Wednesday, September 17, 2008

Lets Begin

Okay, I thought I would start us off with this picture of us on that glorious weekend when we decided to read this book, and to spend time together with delicious beverages and quality literature in urgent care. Also, I am sure Laura wants to relive the memory through photographic evidence and I aim to please. For the record I can think of few people with whom I would rather spend a day in an urgent care waiting room.

But on to the matter at hand: Evangelicals on the Canterbury Trail by Robert E. Weber. Laura & Myrna - thanks for picking a book and getting the ball rolling.

So my initial thoughts:

1. I have grown up evangelical and in the last year have begun to again embrace this aspect of my personal faith. For years I have avoided the label due to connotations of fundamentalism, however as I have been immersed in grad school and all things non-Westmont, I've realized that it is becoming normal and even enjoyable to converse about Christ and my faith with people on the bus or in my cohort - No tracts, no formulas, just rich conversation that is interesting and personal.

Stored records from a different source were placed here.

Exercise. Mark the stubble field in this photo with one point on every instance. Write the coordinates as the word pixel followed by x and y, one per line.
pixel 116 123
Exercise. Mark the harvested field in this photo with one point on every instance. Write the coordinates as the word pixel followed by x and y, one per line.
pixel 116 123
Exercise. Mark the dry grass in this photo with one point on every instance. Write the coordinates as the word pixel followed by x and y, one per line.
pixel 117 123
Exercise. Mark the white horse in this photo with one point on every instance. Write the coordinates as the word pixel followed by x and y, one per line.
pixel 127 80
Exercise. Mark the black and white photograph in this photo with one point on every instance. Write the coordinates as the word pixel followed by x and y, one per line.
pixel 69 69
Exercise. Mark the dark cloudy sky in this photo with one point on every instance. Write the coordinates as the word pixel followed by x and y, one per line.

2. Last year I started going to Calvary Episcopal in Santa Cruz. I love the liturgy, the focus on communion each week, the framework of the church calendar, the interesting socially conscious and active members of the church, and the church's accessibility to the local community. I could become an episcopal. In fact the current reading book stack next to my be contains the following titles that reflect my draw towards Anglican worship: The Book of Common Prayer, Welcome to the Church Year.

So, to sum my thoughts, I feel that I am on the cusp of two faith expressions. I resonate with Webber in his thirst for mystery and reverence for the sacraments. At the same time I have questions about how to integrate my evangelical roots into this form of expression. I look forward to reading and discussing these and other thoughts with you all in the next few weeks.